患者にリハビリを勧めたその日の夜8時頃,ナースステーションにその患者が入ってきた.患者は怒っていた.カルテを書いていた研修医を指差しながらで強い口調で言った.「この人,病人の私に向かってエアロビクスやれなんて言うのよ! とてもお医者様の言葉とは思えないわ! 私みたいな目にあう人がほかにいると思って,言いたくないけど言っているのよ.……冗談じゃない! 私はもう退院するわ!」
研修医はショックで呆然としていた.私はそんなことは言ってない……入院してから毎日一生懸命やっていたのに……わかってくれないんだ…….その場にいた看護主任がすぐに患者をなだめてくれ,その場は収まった.そして研修医に「先生,あの患者さんは痴呆があるのよ.あれは病気が言わせているのよね.気にしないでいいと思うよ」と声をかけ,なぐさめた.その日のうちに,研修医はアルツハイマー病の症状に関する総説を夢中で読み,短期記銘力の低下や人格の変化について学んだ.急性腎盂腎炎に気をとられていて,勉強していなかった内容だった.指導医K医師は翌日に研修医からそのエピソードの報告を受け,「大変だったね.高齢者では,せん妄とか不穏とか結構あるからね.熱が下がったから,退院させて外来フォローでいいんじゃないかな」と話した.

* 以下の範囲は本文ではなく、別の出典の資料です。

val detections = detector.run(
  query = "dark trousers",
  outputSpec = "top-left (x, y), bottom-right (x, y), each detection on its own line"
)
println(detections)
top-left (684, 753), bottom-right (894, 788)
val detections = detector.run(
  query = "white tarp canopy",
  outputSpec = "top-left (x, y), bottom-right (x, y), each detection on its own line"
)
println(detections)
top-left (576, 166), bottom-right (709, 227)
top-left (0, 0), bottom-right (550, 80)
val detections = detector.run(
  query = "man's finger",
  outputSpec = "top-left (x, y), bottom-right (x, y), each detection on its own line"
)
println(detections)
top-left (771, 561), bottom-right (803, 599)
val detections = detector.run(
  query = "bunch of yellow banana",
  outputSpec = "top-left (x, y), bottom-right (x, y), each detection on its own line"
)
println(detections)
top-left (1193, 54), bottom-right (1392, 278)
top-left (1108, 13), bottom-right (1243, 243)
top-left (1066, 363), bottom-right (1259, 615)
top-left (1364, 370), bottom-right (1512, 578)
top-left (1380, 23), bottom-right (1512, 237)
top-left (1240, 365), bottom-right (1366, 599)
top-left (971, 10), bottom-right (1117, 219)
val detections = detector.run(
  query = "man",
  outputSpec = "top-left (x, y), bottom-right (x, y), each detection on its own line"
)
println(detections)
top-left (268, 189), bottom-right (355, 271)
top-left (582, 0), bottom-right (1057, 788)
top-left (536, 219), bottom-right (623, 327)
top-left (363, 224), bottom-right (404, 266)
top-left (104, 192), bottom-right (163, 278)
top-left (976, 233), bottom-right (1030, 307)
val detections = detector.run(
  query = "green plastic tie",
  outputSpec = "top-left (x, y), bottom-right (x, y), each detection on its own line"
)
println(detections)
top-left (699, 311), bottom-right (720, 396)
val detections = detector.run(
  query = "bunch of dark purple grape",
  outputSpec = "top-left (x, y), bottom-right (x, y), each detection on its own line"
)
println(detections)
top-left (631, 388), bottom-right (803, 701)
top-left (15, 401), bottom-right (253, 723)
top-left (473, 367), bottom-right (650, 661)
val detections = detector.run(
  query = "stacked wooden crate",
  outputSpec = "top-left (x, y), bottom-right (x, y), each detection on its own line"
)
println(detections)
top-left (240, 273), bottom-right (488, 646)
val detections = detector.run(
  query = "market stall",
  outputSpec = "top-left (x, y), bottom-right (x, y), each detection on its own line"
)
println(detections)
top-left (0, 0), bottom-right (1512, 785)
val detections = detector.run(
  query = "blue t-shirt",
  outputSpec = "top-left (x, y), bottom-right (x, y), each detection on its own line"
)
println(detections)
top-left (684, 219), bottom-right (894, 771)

患者が退院して数日後,研修医はK医師に言った.「私,あの後,患者さんのところに行くのがつらい,担当を代えてもらいたいって思ったんです.主任さんは病気がそう言わせているのだからって言ってくれたんですけど,私はそういうふうに思うことができなかったんです.でもその後,患者さんの旦那さんとお話ししてわかったんですが,旦那さんはほんとに奥さんのことを愛してるんですよね.それを知ってから,患者さんの治療をちゃんとやらなきゃ!と思えたんです.まあ,患者さんは次の日には私に言ったことなんか忘れてたんですけどね(笑).今は,あの時逃げずに患者さんと向かい合えてよかったと思ってます」
K医師はその言葉を聞いて,自分が医者になりたての時に受け持った患者たちのさまざまな記憶がよみがえってきたのだった.